When you consider the liberal conventional wisdom about how businesses operate, the American people should be fearful about where the Democrats’ tax hike proposals might lead. The bottom line is that the sky’s the limit.
Consider the New York Times December 9 editorial, tucked in between advertisements for jewelry, properties, and baubles that only the truly mega-rich could afford, where the liberal press offered the following guidance on tax policy.
“The latest Democrat bill to cut the payroll tax, blocked by Republicans on Thursday, called for a 1.9 percent surtax on income over $1 million. More important, for any savvy business owner, a surtax would have no bearing on hiring decisions. If new workers are profitable before tax, they will be profitable after tax, even if the employer has to pay slightly more of the profit in taxes.”
This perfectly encapsulates the understanding of the economy by folks who have never run a business or tried to turn a profit. The liberal notion is that business owners are immune to basic economics and their hiring decisions are entirely unaffected by tax rates. With this view in mind, it is not hard to imagine proposals for taxes upward of 73 percent because those mega-rich business owners simply won’t flinch.
The Democrats’ burning desire to raise taxes seems to confuse income and wealth. They abhor the outsized wealth accumulation of the mega rich, even though they love the campaign contributions flowing from them. They seem to think that massive increases in income taxes will cure the growth in inequality observed over decades in the U.S., and in many foreign economies.
Some of our nation’s wealthiest individuals, like Bill Gates and Warren Buffett, join this chorus and call for higher taxes on others, even though they channel large portions of their wealth to private foundations, revealing their preference for resources to be allocated in the private sector rather than by government.
Even our President calls for more taxes on himself, even though he could write a check to the IRS at any moment.
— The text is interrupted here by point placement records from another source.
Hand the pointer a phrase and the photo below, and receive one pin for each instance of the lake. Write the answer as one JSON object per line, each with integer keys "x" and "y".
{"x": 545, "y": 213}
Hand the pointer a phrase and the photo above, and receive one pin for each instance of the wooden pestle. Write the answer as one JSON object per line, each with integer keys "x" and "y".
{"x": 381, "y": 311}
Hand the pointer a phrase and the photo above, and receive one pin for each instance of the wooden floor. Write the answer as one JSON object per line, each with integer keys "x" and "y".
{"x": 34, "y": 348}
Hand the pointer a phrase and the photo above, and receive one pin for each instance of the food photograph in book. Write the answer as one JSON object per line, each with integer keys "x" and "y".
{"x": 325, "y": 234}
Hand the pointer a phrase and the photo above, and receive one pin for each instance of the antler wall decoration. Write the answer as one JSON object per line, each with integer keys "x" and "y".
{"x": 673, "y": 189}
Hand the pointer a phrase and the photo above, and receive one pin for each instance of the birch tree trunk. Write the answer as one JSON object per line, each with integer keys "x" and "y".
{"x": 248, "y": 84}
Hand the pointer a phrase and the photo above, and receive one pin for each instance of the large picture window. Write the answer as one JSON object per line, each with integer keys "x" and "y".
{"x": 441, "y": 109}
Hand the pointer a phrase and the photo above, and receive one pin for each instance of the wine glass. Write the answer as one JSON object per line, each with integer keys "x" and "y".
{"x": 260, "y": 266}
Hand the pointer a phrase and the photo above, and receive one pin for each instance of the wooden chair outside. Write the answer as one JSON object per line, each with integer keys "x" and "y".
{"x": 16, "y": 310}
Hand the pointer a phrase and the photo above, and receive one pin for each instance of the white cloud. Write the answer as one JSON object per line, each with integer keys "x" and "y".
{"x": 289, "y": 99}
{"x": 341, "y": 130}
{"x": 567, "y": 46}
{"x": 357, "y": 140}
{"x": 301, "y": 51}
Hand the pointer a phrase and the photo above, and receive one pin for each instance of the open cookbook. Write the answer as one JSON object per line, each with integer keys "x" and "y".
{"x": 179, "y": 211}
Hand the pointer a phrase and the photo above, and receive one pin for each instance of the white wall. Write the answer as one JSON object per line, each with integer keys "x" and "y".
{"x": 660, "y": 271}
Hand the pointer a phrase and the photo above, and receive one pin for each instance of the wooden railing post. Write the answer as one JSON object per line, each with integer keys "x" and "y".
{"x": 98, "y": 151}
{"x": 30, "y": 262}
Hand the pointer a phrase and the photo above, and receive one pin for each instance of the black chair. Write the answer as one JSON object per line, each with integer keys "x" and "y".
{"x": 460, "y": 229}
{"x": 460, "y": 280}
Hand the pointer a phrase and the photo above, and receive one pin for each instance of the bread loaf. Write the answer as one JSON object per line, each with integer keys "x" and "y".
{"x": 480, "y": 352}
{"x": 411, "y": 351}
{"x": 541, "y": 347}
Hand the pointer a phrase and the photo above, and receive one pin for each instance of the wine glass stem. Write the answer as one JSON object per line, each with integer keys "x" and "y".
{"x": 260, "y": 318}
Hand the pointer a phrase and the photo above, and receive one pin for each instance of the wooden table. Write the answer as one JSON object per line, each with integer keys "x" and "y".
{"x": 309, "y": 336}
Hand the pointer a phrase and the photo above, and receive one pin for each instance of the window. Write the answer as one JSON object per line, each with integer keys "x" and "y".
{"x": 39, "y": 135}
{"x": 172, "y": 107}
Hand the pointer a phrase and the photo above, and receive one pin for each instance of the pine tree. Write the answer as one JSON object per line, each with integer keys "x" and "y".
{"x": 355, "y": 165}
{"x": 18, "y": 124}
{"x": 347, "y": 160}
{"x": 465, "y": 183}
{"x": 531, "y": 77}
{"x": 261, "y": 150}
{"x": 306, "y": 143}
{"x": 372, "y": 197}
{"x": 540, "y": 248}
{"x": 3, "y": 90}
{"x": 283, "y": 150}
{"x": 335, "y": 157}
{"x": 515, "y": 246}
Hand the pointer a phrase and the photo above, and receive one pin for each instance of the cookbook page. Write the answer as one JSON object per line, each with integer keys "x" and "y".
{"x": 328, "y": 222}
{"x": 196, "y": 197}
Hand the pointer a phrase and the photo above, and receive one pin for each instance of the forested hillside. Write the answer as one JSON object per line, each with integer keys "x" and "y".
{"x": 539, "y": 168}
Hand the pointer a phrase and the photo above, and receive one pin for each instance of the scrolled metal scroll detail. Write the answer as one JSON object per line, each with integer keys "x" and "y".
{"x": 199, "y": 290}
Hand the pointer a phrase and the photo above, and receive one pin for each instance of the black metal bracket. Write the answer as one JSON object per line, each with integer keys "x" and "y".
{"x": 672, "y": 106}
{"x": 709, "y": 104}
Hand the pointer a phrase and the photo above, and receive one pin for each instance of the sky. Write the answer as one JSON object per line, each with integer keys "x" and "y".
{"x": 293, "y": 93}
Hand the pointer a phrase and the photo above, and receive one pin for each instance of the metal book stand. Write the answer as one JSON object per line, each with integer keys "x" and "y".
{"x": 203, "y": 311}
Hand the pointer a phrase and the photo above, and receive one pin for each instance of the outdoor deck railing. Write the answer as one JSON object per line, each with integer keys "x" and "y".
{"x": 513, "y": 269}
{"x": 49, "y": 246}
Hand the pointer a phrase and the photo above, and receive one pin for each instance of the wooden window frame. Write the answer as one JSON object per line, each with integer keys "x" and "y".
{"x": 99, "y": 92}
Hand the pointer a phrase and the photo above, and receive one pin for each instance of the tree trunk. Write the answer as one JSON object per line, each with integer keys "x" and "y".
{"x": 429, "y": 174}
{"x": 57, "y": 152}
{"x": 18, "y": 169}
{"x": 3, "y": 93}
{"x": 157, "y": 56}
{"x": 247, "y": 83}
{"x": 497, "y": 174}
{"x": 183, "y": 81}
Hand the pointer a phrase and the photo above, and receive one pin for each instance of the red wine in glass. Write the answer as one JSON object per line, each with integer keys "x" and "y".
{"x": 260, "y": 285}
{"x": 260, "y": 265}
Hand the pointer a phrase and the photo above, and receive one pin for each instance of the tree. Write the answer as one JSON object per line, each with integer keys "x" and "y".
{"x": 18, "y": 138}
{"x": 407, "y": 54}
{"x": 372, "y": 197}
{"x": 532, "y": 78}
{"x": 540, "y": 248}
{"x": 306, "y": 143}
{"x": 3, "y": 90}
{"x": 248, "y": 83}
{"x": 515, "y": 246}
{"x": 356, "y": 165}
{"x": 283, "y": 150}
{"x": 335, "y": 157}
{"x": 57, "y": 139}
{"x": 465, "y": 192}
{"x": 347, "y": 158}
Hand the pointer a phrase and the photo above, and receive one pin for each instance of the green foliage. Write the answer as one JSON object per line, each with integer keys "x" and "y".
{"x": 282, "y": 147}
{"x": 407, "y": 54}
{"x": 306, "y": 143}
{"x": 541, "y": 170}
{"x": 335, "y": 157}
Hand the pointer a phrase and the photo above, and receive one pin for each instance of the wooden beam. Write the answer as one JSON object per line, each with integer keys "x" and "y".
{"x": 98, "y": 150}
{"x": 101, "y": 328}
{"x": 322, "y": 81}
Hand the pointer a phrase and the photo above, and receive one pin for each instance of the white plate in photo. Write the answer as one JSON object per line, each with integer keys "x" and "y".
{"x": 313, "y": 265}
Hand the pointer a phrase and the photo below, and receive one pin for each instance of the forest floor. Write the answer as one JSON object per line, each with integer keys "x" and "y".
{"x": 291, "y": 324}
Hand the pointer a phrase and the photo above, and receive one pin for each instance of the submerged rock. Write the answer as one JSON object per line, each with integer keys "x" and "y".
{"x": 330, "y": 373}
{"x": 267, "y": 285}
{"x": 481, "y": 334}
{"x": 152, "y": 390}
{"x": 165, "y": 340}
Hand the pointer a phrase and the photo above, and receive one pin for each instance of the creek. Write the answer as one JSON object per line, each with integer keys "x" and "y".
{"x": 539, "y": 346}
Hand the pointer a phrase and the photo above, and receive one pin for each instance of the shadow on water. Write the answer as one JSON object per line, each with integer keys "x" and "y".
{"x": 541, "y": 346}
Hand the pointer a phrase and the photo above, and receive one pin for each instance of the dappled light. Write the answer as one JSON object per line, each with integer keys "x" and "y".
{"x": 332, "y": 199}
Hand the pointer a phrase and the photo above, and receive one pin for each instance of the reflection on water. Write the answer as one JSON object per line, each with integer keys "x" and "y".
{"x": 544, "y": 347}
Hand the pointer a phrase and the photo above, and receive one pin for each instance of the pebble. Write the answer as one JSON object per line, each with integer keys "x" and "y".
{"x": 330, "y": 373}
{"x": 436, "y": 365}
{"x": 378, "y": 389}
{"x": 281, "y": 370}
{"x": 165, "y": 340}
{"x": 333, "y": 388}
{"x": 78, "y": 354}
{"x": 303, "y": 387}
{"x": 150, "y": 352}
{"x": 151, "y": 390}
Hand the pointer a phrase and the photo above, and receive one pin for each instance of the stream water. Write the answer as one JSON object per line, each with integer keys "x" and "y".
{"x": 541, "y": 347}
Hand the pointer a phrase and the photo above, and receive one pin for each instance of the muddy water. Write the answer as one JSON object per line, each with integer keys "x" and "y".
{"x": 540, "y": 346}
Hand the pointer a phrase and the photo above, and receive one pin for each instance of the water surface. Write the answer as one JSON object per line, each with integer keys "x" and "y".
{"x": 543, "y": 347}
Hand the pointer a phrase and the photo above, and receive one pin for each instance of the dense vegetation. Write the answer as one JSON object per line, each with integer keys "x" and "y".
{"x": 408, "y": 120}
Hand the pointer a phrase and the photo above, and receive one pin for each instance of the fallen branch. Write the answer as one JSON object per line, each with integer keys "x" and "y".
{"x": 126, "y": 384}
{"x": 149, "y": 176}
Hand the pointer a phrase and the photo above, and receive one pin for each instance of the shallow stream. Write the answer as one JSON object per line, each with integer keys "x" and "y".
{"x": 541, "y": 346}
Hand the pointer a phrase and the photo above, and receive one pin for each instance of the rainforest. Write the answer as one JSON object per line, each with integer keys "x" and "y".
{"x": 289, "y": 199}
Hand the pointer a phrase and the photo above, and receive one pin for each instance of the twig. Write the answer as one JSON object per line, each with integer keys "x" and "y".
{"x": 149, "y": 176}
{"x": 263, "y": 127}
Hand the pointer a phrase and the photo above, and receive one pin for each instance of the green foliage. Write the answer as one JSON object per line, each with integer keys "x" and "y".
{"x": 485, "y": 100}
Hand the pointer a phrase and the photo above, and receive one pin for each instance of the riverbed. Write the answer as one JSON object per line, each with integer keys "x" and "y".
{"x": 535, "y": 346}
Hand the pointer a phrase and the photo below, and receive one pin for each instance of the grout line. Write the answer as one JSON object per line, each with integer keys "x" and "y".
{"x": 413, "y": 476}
He calls for a Buffett rule, even though he paid a tax rate of 26.3 percent in 2010 which, according to a recent Congressional Research Service analysis, means that the President violates his own idea of the Buffett rule by paying a lower tax rate than well over 10 million more moderate-income taxpayers.
Mr. President, the past few months have witnessed a variable menu of tax rates offered by my friends on the other side of the aisle. They claim that these tax increases will secure equality, economic growth, job creation, and more.
Those claims are false. The evidence is clear that the recent proposals from Democrats have been more of the same: tax and spend; move toward a permanently larger government; and design politically-motivated bills that they know will fail in the Congress in order to hone election-year talking points.
Mr. President, we need to be clear with the American people that these proposals might be good for government, but they will do little to cure what ails our economy.